Where dollars (or any other currency) can be bought more cheaply at the spot rate than at the forward rate, they are said to trade at a premium to sterling. The premium - the difference between the spot and the forward rates - represents a loss to the company, because it is locked into buying dollars at a higher price than it would have paid on the spot market at the start of the contract. If the dollars could be bought more cheaply at the forward rate than at the spot rate, the company would have an exchange gain - a ‘forward discount’.

The company will spread the forward premium over the life of the contract.
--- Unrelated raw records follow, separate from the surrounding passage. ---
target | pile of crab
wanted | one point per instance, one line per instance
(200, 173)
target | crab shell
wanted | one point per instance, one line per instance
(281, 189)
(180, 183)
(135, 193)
If it does this on a straight-line basis, a loss of £717 will be brought in for the year to 31 March 2004, and an identical amount in the following year.

Thus in the year to 31 March 2004, the exchange profit will be:

$200,000 @ $1.64/£ = £121,951
$200,000 @ $1.66/£ = £119,048
Less forward premium (£717)        
Exchange gain     = £ 2,186

In the year to 31 March 2005, it will be:

$200,000 @ $1.58/£ = £126,582
$200,000 @ $1.64/£ = £121,951
Less forward premium (£717)        
Exchange gain     = £ 3,914

Again, the economic profit of £6,100 is brought in over the life of the contract.

Note on IFRS, New UK GAAP and FRS 23 under Old UK GAAP

Companies adopting IFRS, New UK GAAP or FRS 23 under Old UK GAAP rather than SSAP20 would need to account for the speculative forward contract as a derivative at fair value. The fair value movement in a forward currency contract is calculated by reference to the movement in the forward rate between two dates, similar to the forward rate approach outlined above.